Worship. Serve. Grow.

“Delightful heresies.”

The origin of existence is movement.

Ibn Al-Arabi, 12th century


The Easter season is now over. The Great 50 Days wrap up on the Feast of Pentecost, when we wear red as a reminder of the gift of the Holy Spirit, which appeared among the faithful as “divided tongues, as of fire” (Acts 2:3).

But there is one more celebration in store before we don the green of ordinary time. That feast is Trinity Sunday, which we will observe this coming week.

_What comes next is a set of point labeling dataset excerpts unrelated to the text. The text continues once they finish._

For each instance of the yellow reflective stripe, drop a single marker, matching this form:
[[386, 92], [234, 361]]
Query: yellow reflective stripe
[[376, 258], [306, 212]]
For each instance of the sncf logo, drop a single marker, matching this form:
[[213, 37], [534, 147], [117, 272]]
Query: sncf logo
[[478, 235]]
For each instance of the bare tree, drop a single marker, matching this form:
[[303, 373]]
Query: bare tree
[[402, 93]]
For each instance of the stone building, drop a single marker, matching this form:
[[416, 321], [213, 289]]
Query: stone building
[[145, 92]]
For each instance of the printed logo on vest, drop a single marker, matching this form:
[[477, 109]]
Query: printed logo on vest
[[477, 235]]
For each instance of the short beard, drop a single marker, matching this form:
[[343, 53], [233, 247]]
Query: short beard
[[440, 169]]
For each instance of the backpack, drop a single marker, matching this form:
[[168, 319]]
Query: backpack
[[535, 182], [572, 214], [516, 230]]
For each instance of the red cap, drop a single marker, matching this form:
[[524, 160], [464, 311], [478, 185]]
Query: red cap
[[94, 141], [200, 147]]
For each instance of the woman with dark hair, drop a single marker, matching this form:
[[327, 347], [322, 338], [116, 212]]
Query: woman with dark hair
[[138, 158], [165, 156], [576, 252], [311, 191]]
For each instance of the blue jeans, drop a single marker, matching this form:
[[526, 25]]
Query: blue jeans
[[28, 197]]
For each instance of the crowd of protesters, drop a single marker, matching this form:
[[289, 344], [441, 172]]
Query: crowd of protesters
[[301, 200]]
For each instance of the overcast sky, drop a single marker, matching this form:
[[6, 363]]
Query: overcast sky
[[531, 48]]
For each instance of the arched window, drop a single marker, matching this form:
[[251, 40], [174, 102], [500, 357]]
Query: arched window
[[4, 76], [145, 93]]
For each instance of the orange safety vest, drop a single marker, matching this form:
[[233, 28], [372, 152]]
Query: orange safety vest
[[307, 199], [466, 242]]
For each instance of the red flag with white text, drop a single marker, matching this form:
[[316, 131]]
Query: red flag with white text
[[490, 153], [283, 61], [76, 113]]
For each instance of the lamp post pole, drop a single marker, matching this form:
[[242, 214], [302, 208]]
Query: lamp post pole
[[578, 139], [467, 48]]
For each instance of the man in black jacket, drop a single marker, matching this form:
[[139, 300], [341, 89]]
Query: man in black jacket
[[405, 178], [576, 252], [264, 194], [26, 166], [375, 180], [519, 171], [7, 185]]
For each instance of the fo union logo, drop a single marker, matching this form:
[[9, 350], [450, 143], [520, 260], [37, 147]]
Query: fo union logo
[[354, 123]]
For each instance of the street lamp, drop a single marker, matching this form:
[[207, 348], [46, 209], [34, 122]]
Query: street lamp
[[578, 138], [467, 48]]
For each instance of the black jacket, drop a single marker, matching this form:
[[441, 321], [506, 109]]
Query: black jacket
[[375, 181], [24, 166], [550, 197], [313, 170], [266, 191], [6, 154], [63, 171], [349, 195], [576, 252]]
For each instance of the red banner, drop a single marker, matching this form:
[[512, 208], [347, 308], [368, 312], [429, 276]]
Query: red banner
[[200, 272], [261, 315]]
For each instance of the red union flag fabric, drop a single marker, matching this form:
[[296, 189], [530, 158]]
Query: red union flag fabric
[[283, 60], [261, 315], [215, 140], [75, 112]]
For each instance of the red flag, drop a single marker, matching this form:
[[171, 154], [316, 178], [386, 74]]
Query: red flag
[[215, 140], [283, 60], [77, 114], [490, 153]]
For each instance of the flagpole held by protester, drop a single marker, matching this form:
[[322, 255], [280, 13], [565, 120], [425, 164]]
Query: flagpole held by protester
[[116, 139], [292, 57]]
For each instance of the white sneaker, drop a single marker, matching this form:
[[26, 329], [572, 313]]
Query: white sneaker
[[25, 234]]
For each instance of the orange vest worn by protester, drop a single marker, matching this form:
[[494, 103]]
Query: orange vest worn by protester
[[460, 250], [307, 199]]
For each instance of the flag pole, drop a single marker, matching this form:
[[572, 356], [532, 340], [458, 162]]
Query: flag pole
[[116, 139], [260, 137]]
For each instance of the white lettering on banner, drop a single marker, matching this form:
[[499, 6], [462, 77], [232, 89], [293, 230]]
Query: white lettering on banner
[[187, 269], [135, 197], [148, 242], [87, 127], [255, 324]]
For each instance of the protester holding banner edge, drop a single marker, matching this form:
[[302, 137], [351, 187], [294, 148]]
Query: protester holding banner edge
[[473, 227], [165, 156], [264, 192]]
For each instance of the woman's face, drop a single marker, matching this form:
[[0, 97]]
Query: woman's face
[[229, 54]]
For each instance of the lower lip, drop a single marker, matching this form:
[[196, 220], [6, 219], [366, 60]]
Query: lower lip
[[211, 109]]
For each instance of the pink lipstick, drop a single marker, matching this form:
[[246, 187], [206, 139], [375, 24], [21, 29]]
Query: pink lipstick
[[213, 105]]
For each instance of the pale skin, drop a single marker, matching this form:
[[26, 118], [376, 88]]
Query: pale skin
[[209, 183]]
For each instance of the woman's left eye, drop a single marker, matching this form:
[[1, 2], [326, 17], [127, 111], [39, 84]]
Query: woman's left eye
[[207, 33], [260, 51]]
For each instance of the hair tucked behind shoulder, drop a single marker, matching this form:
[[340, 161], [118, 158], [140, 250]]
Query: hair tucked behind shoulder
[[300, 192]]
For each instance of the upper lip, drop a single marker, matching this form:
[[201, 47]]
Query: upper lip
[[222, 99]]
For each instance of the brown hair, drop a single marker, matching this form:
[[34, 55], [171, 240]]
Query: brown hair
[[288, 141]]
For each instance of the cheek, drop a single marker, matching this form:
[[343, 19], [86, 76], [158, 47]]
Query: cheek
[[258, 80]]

There are many, many ways to preach delightful heresies on such an occasion. I’m not too concerned with that, though. (A preacher’s not-so-subtle attempt to set a low bar as he prepares yet another Trinity Sunday sermon…) It is hard to wrap our heads around the mystery of the Trinity. We are, after all, ultimately talking about a God beyond human knowing, a being in whom all things hold and through whom all things came to be. To try to define God’s being is precisely the wrong place to begin, theologically-speaking. Rather, we begin with the great story: the evidence of God’s action in Scripture pointing toward the grandeur behind the veil. Beyond that, our attempts to describe God are mere approximation.

I am rather taken, however, by one way of talking about the Trinity that is encapsulated in an ancient word, perichoresis. The Greeks used this term to describe the mutual indwelling of the divine persons—how the Father, Son, and Holy Spirit are one and yet remain distinct from one another. It is as if to say that God’s very being is perpetual movement: a divine dance, of sorts.

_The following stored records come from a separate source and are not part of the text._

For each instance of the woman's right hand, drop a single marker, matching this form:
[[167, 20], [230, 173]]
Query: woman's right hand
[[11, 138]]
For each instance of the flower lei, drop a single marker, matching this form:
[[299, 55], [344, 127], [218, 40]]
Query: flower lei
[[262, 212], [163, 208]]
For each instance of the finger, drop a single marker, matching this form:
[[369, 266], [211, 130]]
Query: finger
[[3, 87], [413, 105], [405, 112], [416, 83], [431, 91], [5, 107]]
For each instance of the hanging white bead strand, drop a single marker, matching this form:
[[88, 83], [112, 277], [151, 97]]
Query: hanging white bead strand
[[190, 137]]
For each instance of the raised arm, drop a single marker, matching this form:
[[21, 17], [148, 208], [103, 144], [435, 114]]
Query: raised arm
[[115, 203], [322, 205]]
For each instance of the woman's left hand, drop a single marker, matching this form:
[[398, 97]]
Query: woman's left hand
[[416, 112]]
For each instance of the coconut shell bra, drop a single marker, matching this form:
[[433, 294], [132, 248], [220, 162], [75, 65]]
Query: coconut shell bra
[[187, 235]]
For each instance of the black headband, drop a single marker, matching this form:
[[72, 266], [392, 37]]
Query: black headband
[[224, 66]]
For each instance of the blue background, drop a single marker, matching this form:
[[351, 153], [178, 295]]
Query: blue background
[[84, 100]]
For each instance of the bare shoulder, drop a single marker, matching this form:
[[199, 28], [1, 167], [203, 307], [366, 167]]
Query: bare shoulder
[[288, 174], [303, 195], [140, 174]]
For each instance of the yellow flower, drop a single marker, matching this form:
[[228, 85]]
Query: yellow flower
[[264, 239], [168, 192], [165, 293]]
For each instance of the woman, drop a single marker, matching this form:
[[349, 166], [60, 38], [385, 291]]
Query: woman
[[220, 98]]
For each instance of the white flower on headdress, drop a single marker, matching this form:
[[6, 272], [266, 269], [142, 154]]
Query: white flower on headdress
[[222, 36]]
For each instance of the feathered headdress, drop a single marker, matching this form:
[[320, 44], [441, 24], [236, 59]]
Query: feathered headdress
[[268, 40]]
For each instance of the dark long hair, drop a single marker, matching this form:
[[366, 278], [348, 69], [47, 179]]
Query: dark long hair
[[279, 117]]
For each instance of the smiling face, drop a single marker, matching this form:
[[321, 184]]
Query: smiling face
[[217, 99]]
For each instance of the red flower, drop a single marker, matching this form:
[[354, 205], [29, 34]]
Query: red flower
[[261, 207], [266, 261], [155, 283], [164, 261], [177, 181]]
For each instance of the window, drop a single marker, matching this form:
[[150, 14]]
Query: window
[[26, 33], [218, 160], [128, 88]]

This is the God we worship, an affluence of love binding God’s very self together. To know this God—the God who creates, redeems, and sustains; the God who is our parent, sibling, and friend—is to enter into relationship with a dynamic force. This is no divine clockmaker who set things in motion at the beginning of time and left the scene. This is a God who continues to reveal God’s self to us—and who invites each of us onto the dance floor, ready to draw us further up and further into the mystery of being itself.